Mein Schreiben. Täglich.

Teilen Sie mit mir unbeschwerte und schwere Gedanken in Prosa oder Lyrik und versuchen Sie, Grau in Blau zu verwandeln - unter welchem Himmel auch immer.

Mir fällt das oft selbst schwer genug...


Die Schweiz benachteiligt die eigenen Bürger

∞  6 August 2012, 17:35

Die Schweiz ist ein wehrhaftes Land. Uns wird gerne nachgesagt, dass wir immer ganz besonders auf den eigenen Vorteil bedacht sind. Dabei zeichnen wir uns durchaus durch Eilfertigkeit aus, wenn es darum geht, ausländische Bestimmungen zu übernehmen. So ist es durchaus möglich, dass der Amtsschimmel um so mehr bei den Einheimischen wiehert, während man bei EU-Bürgern die EU-Norm gelten lässt und eigene Usanzen zurück stellt.

istockphoto.com/koun

Ein Beispiel dieser Praxis wird heute vom Tagesanzeiger angeführt [1], wonach das Bundesgericht das Schweizer Parlament schon vor zwei Jahren angewiesen hat, eine Ungleichbehandlung von Schweizern gegenüber EU-Bürgern z.B. beim Familiennachzug zu beseitigen. Die Bestrebungen der Politik gehen nun aber mit dem so genannten Integrationsgesetz in die genau gegenteilige Richtung. Ein Gesetz, welches das Probelm der Scheinehen bekämpfen will, schlägt dabei mit der breiten Keule auf Eheschliessungen von Schweizern ein, während EU-Bürger unangetastet bleiben:

Nach den Plänen der Regierung sollen

Schweizer ihre Partner und Kinder aus Nicht-EU-Staaten nur noch ins Land holen können, wenn sie über eine «bedarfsgerechte Wohnung» verfügen und nicht auf Sozialhilfe angewiesen sind. Für EU-Zuzüger, die ihre Frau etwa aus Brasilien oder den USA in die Schweiz nachziehen möchten, gelten die zusätzlichen Hürden hingegen nicht.

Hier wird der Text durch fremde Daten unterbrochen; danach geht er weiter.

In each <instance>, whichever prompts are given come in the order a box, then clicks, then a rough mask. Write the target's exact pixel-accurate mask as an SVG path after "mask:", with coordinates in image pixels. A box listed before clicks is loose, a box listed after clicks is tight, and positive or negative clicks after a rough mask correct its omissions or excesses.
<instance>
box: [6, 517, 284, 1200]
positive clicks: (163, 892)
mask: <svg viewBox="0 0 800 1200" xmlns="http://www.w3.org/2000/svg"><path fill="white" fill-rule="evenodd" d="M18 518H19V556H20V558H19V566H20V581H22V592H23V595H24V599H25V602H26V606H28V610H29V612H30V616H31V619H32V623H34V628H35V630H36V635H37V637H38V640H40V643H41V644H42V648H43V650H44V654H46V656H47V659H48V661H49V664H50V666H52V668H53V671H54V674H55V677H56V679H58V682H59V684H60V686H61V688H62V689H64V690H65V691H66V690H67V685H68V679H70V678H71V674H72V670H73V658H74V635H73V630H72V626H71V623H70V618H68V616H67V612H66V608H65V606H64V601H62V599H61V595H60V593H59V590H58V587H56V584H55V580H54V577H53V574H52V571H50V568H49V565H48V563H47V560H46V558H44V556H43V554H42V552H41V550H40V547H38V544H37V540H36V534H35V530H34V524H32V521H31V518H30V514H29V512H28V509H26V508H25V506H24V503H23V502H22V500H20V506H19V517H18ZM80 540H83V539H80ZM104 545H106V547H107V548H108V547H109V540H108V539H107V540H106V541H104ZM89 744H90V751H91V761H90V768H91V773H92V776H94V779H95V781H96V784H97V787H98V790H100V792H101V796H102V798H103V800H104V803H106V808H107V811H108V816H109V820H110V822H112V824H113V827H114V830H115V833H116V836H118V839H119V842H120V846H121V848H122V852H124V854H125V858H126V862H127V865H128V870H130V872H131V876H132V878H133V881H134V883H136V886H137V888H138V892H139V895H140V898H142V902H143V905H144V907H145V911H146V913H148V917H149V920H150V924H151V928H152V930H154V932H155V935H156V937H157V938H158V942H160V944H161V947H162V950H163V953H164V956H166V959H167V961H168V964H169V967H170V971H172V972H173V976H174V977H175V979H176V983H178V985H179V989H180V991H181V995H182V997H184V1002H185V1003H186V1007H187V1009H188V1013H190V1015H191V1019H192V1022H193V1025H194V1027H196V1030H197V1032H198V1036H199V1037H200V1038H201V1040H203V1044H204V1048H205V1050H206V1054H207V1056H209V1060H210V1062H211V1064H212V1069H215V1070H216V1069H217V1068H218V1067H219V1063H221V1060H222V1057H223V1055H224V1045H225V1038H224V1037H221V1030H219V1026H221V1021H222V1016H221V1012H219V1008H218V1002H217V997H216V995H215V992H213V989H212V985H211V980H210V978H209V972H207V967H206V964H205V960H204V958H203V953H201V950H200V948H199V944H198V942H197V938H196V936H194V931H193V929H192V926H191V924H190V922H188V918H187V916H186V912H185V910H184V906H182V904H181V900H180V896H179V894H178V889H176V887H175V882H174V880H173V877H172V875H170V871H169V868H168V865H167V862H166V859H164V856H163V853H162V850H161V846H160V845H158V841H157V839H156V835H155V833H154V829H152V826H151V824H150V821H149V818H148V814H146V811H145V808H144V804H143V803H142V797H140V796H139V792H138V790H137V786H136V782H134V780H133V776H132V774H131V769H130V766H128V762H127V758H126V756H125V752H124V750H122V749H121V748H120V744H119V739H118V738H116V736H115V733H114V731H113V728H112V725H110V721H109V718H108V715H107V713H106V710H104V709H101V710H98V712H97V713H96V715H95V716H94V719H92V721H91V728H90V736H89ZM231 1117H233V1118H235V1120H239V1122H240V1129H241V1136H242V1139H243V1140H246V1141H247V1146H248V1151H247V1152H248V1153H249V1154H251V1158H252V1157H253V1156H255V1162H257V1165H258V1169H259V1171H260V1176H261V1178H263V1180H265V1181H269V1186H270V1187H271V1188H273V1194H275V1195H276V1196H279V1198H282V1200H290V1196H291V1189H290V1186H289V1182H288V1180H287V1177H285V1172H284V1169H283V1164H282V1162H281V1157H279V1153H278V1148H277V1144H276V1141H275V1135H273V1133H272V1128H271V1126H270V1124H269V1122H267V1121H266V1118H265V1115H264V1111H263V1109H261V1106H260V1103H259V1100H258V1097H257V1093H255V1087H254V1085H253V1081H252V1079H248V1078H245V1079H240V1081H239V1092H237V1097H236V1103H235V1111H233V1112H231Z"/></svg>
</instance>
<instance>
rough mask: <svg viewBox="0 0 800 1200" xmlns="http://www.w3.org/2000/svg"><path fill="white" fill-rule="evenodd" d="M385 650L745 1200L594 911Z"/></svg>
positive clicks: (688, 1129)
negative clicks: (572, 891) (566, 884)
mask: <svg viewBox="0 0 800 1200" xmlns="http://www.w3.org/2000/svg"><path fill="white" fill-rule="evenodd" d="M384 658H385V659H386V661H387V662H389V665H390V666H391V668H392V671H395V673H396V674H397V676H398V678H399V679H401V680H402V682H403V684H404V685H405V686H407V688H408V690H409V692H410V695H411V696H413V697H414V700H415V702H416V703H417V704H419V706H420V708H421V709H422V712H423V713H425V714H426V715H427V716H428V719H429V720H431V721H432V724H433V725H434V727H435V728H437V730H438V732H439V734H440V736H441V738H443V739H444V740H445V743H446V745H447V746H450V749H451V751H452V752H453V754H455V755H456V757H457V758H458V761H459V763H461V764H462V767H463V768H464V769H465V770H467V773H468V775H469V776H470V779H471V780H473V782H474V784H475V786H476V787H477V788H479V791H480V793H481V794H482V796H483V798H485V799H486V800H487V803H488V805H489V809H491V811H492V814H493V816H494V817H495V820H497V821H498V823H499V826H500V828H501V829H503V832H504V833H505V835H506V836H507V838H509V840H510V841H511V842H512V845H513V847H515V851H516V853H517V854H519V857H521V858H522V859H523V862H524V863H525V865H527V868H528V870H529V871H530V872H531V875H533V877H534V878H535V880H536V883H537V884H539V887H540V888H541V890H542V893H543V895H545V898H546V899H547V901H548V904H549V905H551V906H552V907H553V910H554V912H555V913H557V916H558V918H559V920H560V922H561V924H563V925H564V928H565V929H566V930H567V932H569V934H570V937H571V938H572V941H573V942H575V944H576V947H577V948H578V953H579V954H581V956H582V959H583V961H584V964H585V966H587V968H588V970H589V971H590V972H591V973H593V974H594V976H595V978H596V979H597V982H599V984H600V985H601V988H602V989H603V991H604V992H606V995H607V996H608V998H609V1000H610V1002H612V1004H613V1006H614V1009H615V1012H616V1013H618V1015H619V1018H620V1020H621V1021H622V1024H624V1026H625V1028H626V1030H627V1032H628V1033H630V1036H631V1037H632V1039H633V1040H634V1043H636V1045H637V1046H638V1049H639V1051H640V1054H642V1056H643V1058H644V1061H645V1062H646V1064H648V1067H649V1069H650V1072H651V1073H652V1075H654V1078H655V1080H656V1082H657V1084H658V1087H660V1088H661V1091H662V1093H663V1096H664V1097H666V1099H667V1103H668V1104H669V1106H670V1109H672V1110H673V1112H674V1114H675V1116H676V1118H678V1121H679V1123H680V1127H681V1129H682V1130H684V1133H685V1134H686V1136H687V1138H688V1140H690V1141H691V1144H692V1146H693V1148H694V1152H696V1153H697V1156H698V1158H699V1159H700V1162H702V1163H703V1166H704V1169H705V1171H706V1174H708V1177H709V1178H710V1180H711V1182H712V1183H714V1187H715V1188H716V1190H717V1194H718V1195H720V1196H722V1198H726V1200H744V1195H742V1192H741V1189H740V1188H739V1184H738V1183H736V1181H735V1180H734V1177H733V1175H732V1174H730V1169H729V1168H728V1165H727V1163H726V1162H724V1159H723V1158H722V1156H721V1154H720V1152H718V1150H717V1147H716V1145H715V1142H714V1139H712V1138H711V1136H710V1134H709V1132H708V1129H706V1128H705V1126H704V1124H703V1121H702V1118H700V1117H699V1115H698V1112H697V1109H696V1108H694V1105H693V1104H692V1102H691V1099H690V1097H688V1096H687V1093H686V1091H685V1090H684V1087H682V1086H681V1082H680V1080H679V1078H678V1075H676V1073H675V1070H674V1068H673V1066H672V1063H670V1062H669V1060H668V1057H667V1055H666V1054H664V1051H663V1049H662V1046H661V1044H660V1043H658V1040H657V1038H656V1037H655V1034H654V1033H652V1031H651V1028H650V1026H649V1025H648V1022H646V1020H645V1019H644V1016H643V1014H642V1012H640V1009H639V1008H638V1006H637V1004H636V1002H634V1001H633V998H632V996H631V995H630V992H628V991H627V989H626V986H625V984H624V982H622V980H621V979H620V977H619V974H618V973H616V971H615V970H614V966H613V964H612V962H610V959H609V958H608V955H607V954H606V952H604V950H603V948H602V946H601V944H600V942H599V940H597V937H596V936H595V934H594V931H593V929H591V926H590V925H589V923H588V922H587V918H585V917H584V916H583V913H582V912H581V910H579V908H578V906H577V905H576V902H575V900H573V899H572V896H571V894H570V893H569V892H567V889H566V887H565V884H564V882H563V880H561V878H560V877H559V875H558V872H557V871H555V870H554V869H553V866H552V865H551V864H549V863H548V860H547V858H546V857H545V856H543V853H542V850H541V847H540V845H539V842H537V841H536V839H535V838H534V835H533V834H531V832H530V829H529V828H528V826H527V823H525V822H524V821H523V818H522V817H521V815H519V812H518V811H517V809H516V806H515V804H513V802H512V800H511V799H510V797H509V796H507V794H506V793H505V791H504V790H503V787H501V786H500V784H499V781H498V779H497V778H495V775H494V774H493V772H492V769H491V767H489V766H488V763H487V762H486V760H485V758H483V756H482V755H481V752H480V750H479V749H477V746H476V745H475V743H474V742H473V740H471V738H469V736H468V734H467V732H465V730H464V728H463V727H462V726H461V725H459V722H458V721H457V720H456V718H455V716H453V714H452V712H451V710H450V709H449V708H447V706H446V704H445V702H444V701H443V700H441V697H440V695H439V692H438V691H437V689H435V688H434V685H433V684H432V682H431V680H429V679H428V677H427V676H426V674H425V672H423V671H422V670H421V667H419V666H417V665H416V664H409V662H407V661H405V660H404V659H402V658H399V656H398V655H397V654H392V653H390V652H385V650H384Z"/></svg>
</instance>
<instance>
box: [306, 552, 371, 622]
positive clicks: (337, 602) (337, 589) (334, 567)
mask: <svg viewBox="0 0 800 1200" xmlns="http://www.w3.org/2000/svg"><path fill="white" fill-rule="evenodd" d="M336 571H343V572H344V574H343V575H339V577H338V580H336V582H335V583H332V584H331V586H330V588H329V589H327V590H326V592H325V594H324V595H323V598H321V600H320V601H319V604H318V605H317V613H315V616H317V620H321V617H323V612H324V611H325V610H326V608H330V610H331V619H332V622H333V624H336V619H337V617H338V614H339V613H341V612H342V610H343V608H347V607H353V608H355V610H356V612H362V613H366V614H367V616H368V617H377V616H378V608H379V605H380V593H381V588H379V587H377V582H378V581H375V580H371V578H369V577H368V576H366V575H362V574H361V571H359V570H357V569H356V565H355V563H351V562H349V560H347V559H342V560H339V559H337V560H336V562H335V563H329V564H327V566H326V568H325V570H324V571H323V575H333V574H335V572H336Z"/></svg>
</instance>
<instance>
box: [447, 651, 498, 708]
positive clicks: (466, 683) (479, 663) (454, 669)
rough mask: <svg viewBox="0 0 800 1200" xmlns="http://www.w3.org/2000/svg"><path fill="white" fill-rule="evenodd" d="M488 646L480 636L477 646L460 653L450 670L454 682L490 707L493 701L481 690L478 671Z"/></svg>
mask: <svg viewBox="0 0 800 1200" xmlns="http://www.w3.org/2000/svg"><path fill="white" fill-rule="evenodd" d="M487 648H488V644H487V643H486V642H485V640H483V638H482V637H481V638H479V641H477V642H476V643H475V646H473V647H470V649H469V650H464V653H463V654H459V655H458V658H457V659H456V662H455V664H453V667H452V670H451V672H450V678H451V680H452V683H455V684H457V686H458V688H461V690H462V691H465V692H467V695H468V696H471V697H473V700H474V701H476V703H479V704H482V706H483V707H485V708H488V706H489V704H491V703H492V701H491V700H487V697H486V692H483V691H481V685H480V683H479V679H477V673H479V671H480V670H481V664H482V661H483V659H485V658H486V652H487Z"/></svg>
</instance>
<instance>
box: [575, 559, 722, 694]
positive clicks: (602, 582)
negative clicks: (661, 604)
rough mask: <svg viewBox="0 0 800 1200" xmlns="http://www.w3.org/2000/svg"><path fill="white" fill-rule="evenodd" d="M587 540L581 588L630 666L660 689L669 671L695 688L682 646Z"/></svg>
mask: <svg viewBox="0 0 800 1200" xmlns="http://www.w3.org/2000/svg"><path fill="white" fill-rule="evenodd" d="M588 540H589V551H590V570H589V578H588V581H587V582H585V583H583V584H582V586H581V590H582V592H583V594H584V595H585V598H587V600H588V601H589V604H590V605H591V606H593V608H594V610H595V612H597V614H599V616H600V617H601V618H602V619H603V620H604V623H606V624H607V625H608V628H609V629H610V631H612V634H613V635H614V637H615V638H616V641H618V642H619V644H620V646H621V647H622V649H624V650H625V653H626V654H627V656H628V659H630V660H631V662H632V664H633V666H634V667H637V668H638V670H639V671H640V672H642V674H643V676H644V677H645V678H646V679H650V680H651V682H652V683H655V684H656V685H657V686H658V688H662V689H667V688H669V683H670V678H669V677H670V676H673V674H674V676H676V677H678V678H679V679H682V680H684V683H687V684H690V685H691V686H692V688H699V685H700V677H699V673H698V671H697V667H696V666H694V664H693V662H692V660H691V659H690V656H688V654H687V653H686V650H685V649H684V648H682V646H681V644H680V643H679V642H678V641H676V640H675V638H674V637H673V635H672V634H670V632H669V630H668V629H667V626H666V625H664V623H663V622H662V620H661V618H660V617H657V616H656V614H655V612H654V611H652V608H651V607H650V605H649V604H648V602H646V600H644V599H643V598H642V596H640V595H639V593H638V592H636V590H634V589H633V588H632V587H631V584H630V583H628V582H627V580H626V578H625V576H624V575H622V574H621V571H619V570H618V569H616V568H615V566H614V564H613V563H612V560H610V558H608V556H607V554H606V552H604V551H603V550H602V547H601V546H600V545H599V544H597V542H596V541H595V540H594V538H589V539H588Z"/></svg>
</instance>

Genau so die Stossrichtung laut Vernehmlassung zum neuen Integrationsgesetz. Danach

müssen etwa Ehegatten, die zu ihrem Schweizer Partner ziehen möchten, ausreichende Sprachkenntnisse nachweisen oder sich für einen Sprachkurs einschreiben. Beherrschen sie nach einem Jahr keine Landessprache, wird ihre Aufenthaltsbewilligung nur verlängert, wenn sie sich erneut bei einer Sprachschule angemeldet haben. Doch auch hier gilt: Der Ehepartner des EU-Bürgers kann sich um die Anforderungen foutieren. Nur der Partner des Schweizers muss dem Aufgebot nachkommen.

Das sicher diskutable Grundansinnen einer Unterbindung von Scheinehen und einer Verpflichtung und Förderung der Integration wird, um EU-Recht für EU-Bürger zu garantieren, auf diese nicht angewendet. Solche Beispiele fördern die Bereitschaft, EU-konform zu agieren, bestimmt nicht, und es zeugt von einem sehr mangelhaften Rechtsverständnis der Politik, dass sie die Gefahren dieser Politik klein redet – genau so wie die unzähligen Normen des EU-Standards, die wir fast automatisch übernehmen, oft schneller, als dies in echten EU-Mitgliedsländern geschieht.

Dass die SVP hier für einmal leise Töne hat – oder gar nicht gehört wird, hat damit zu tun, dass sie das Thema Sozialschmarotzertum in diesem Fall nicht mit der Europaskepsis vereinen kann. Das Dilemma ist dennoch deutlich und mehr als störend. Die Interessen der EU-Bürger haben mehr Gewicht als die Bedürfnisse der Schweizer. Grotesk.